I’m not particularly subtle with my metaphors.
The red snake was dancing again.
“Not this time,” I tell it. “You don’t tell me what to do.” I can’t see it dancing, but I know it’s doing so all the same. It loves to coil around my guts and squeeze. Always gently at first, but the longer I ignore the sensation, the stronger it grows. Once, it became so bad I couldn’t even eat until it stopped.
“That’s what you said last time, and the time before. Oh, and do you remember what happened previous to that one?” I hate when the snake teases me. I’ve figured out by now that it loves to make me feel helpless, like I need it to live. Some days, its grip on me feels so tight that I’m inclined to believe it. Trust of the matter is, reality is the opposite.
“You’re the one who needs me,” I shoot back, completely unprompted. The snake doesn’t require a coherent conversation anyway. It can read my thoughts. “I say no, and you starve. Now fuck off.

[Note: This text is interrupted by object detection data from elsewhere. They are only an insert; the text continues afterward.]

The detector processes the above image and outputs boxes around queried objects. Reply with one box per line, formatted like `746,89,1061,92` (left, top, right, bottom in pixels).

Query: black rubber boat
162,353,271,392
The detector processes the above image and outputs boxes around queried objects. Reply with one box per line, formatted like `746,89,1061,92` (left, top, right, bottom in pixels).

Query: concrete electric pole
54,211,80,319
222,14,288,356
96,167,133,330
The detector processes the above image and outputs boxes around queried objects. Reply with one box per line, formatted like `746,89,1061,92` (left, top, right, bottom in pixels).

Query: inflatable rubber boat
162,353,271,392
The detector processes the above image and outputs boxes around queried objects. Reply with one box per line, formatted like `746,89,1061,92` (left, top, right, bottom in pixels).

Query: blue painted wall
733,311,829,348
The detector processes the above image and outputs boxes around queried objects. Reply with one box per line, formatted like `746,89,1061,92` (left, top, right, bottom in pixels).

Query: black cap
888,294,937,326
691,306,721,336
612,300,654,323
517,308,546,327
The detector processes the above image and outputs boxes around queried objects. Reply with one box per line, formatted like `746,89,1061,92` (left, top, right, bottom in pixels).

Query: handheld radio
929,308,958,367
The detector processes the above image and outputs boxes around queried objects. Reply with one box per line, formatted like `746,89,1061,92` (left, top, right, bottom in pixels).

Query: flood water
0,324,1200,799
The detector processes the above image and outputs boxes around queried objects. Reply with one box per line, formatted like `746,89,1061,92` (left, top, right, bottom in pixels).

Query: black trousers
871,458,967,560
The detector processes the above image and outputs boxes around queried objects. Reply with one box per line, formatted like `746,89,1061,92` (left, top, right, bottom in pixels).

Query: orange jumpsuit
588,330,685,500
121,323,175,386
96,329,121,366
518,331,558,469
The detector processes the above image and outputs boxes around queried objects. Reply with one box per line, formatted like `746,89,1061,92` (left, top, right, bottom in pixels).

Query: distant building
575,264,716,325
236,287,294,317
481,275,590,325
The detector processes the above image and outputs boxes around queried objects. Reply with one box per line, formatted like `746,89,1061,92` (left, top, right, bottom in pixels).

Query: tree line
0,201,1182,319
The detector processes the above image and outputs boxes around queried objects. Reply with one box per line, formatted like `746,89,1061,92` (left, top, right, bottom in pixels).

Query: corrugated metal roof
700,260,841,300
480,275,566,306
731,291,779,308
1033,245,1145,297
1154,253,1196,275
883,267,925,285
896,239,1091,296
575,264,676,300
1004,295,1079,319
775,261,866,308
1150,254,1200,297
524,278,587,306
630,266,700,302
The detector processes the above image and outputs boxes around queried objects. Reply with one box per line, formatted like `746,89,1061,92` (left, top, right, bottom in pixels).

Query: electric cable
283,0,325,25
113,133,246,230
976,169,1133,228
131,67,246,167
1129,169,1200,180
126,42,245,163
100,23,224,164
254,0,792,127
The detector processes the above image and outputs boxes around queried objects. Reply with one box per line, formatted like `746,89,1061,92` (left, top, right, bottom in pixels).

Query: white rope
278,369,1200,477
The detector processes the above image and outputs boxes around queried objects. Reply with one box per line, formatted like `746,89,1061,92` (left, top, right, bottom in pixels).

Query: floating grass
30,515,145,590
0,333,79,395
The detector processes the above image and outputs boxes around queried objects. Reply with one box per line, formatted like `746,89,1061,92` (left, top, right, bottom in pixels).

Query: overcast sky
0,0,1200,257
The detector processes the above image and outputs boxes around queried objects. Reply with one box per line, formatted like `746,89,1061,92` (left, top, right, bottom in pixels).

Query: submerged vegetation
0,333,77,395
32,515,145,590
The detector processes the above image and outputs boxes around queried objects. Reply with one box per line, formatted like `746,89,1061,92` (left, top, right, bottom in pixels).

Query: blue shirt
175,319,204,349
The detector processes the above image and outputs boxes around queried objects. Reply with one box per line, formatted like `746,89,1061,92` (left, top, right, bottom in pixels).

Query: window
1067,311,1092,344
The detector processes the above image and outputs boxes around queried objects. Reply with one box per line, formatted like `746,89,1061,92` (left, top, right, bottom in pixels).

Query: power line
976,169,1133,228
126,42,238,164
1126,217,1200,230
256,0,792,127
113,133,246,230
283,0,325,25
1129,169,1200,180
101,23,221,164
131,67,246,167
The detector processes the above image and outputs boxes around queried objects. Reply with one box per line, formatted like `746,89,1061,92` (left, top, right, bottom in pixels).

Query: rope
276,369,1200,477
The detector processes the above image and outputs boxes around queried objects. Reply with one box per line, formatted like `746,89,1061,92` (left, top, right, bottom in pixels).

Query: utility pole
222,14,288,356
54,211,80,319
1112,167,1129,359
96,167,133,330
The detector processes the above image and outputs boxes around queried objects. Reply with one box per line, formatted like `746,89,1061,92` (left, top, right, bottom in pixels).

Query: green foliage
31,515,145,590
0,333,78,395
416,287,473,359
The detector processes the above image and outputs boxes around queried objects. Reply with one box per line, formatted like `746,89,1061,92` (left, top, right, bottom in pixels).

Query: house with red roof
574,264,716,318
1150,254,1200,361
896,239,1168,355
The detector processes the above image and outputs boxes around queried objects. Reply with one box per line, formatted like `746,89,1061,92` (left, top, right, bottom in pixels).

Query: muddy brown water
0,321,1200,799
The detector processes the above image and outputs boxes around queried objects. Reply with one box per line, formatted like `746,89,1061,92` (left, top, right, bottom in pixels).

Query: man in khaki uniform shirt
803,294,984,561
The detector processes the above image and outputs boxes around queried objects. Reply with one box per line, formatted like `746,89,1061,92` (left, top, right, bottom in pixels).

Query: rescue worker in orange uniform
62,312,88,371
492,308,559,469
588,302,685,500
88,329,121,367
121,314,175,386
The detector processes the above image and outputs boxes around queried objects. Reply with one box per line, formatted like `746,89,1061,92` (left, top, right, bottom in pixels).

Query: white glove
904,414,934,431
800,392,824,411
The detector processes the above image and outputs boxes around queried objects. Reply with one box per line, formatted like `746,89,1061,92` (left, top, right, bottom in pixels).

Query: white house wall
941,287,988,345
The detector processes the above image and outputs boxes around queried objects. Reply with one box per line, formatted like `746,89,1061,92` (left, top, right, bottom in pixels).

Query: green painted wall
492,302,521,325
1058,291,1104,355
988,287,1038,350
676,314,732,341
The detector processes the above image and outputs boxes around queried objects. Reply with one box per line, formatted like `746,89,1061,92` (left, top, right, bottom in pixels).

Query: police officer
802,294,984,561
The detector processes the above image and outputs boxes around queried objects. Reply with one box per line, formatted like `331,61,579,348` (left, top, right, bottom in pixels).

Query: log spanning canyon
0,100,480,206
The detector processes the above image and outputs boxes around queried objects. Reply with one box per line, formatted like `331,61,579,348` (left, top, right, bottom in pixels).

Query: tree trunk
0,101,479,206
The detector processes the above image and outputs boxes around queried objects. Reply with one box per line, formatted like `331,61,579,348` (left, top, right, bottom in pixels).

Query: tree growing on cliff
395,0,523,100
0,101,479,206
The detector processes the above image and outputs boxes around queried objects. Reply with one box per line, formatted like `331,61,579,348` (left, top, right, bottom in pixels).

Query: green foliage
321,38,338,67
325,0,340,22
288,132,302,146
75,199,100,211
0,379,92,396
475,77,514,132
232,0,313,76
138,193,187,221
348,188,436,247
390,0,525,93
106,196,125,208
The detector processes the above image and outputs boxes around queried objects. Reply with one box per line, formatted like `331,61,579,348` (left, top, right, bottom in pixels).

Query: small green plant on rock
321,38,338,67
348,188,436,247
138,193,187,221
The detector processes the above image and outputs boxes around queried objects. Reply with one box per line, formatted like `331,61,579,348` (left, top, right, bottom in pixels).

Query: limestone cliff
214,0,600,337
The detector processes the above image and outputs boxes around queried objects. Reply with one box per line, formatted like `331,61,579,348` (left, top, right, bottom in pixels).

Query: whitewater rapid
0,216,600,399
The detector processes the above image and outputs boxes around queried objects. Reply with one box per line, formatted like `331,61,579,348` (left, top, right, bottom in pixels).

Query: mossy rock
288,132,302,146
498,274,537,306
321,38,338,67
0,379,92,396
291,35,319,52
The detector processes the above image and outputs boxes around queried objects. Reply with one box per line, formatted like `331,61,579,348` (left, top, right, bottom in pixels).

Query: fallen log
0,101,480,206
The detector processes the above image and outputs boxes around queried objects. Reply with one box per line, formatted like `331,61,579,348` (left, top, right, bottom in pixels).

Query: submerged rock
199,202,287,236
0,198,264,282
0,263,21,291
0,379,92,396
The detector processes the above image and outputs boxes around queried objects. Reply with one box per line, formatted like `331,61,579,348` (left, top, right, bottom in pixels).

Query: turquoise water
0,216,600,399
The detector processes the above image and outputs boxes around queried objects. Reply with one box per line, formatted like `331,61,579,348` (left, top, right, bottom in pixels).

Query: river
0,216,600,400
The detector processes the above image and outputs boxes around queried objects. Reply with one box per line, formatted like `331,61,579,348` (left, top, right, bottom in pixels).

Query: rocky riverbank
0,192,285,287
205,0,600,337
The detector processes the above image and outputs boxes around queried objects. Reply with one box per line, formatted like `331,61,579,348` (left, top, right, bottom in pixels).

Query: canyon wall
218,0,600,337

The sensation of a hundred pins needles my shoulder. The left one, to be precise, where the snake likes to live most of the time, hidden away beneath my uniform’s pauldrons. Years ago, it started on the back of my hand. Everyone mistook it for a tattoo. Nobody ever stuck around me long enough to realize that it disappeared, crawling up my arm to where it resides now. Logically speaking, if I don’t exorcise it soon, it’ll be infesting my head.
“Don’t say words you can’t take back.” The prickling stops. Soon, a flash of heat replaces it, washing over me from head to toe. Sweat beads on my forehead, mucking up the grime already caked there. “You wouldn’t be here without me. You’d have been another corpse on the battlefield long ago.”
It’s right. When the snake is being cooperative, when it’s hungry at the right time, it shares its talents with me. It makes me strong, alert, fearless. I become the perfect soldier. But I only do it on the snake’s terms; when it wants me to. Still, too many times I’ve dodged a spear with its help. I shouldn’t antagonize the snake, because it can always find another host.
“Next time, I’ll get you double.” Sometimes bargaining works, when it’s not too hungry. “This prisoner is important. I’m not executing him for your appetite.”
“It’s so cute when you try to resist.” The tip of its tail tickles the underside of my chin. It knows I hate that. Only one person gets to do that, and it’s not the snake. “I’m hungry tonight, and that means I’m eating. Now get to it, human.”
“Make me.”
“Fine.”
Even after years of living with the parasite, I still don’t know what kind of magic it uses. All I know is that I was begging it to stop in seconds. I lift my head off the canvas of my tent, and there’s a giant sweat stain where I had fallen. The knot in my guts unwinds and the pressure in my head calms down, but not entirely. The snake doesn’t want me to forget why we’re feeding.
The prisoner’s tent is on the other side of camp. I hurry. None of the patrols bother stopping me. They know better than to bother the commanding officer when he’s got a look of urgency on his face. The pair of troopers guarding the prisoner salute. I make a point of dismissing them before they can ask any questions, which they’re all to eager to do. None of the rank and file like being around an interrogation.
I tie the flaps of the tent shut behind me. The prisoner raises his head and looks me in the eye before he realizes who I am. He flinches, no doubt remembering my right hook. He’s saying something to me, but his words are drowned out by the snake’s whispers in my ear.
“Just make it fast,” it says. I look down at the prisoner. He’s shying away from me, trying to back away despite being tied up. He’s not looking forward to what’s coming next. He has no idea. I thumb my dagger, one last instinct resisting drawing my weapon. “I’m losing my patience.” I drag my feet as I circle behind the prisoner. I obey.
A stab to the heart is enough. I have to clamp my hand over the prisoner’s mouth to stifle his screaming, but all I hear is the snake hissing in unbridled joy. It blesses me with a surge of strength to keep my victim pinned beneath my arms as the life bleeds out of him. The prisoner’s struggles die down. The snake leaps from my shoulder and coils around the dying man’s neck. Its fangs plunge straight into his throat, sucking blood. If the animal could make any noise, its slurping would be heard across the entire camp.
The tension and pain inside me dissipates. The snake is too busy drinking blood to pay any attention to me. I’m holding a corpse in my arms, but even that can’t dent the relief I’m feeling. A few breaths later, and my breathing is back to normal. I twist the knife to make absolute sure he’s dead. I’ve seen what the snake does to live meat, and I don’t wish that on anyone.
“Satisfied?” Now that it’s not tormenting me anymore, I realize what it’s made me do. Central command will probably demote me for executing an important spy.
“Very.” It smacked its lips in a way that no real snake could do. “There’s no need to feel bad. He was dangerous. Don’t you think your superiors will agree that the empire’s better off with him dead?” The snake always has some kind of justification ready when this happens.
“Leave me alone,” I say with pursed lips. I have to stay in the tent a while longer if anyone’s to believe that the prisoner tried to escape and I had to take him down.